Energy is the “amount of motion”. Suppose that two identical cars are racing down a road; the faster car has more energy. Suppose that a truck and a small car are travelling side by side along the road and at the same speed; the truck is heavier and therefore has more energy. It is harder to stop. Thus, in moving objects, more speed or more mass means more energy. As a car accelerates or as we push a body along, it gains more energy.

Einstein discovered that a moving object weighs more than the same object at rest; that is, an object with more energy also has more mass. As the speed of an object increases, its mass increases. As objects move faster and faster and approach the speed of light, their mass becomes nearly infinite. This effect is called “relativistic mass increase”. There are various ways of describing this but the one adopted here is the simplest and most common.

Energy can also be stored inside objects. Suppose we hold the ends of an elastic band in our hands. As we move our hands apart, they have motion and thus energy. As the band stretches to its limit, our hands slow down and the band absorbs their energy. The energy or motion is clearly in the band. If we relax and let the band pull on our hands, they will move together again. This inward motion has the energy that was stored in the band. Thus the band is a device for absorbing, storing and releasing energy.

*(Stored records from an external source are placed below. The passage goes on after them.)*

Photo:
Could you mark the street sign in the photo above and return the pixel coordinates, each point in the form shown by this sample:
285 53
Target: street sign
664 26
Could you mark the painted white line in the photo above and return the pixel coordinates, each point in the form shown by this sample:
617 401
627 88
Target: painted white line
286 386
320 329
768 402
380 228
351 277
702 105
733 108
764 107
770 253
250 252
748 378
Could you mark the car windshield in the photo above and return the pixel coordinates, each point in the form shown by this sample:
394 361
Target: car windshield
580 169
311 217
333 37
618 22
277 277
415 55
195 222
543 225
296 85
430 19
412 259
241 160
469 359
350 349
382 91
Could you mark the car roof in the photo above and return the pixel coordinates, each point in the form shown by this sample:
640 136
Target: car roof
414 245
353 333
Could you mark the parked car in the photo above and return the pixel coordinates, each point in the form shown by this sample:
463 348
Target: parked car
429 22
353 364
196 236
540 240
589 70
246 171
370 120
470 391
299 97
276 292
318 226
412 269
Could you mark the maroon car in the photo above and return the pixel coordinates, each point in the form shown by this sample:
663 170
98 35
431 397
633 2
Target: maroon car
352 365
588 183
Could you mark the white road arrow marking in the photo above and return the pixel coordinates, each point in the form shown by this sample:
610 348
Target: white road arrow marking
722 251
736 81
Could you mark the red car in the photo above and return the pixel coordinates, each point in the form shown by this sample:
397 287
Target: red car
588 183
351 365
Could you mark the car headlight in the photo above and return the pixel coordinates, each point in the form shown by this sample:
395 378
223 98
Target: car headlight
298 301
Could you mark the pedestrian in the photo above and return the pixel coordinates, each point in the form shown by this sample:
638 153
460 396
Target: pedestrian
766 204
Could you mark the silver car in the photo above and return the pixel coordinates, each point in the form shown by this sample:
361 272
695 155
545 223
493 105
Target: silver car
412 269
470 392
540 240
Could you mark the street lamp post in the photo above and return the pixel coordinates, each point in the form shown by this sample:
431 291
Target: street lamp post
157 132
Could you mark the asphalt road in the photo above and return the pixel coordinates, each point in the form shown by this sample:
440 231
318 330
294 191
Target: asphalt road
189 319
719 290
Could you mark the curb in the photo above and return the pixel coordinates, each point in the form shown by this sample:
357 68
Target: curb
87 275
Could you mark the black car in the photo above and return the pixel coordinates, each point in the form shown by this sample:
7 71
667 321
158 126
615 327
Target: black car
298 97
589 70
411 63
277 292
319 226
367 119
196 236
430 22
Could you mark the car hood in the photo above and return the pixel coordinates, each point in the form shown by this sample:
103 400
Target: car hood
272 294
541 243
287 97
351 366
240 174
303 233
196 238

Stored energy also has mass. When the elastic band is stretched or a spring is compressed it weighs more. Likewise, a new battery weighs slightly more than a used battery. Like time dilation and length contraction, this mass increase is not noticeable in everyday life. The extra mass is only significant when bodies move at enormously high speeds. The motion of our hands stored in the elastic band is so slow that no device yet invented is capable of measuring the mass increase.

To summarize, with faster speeds bodies weigh more, that is, they have more mass. More precisely: Relativistic mass increase: Assume an apparatus at rest or moving at a steady speed in the same direction is used to measure the mass of passing bodies. A given body that is measured at several speeds will have higher masses at faster speeds.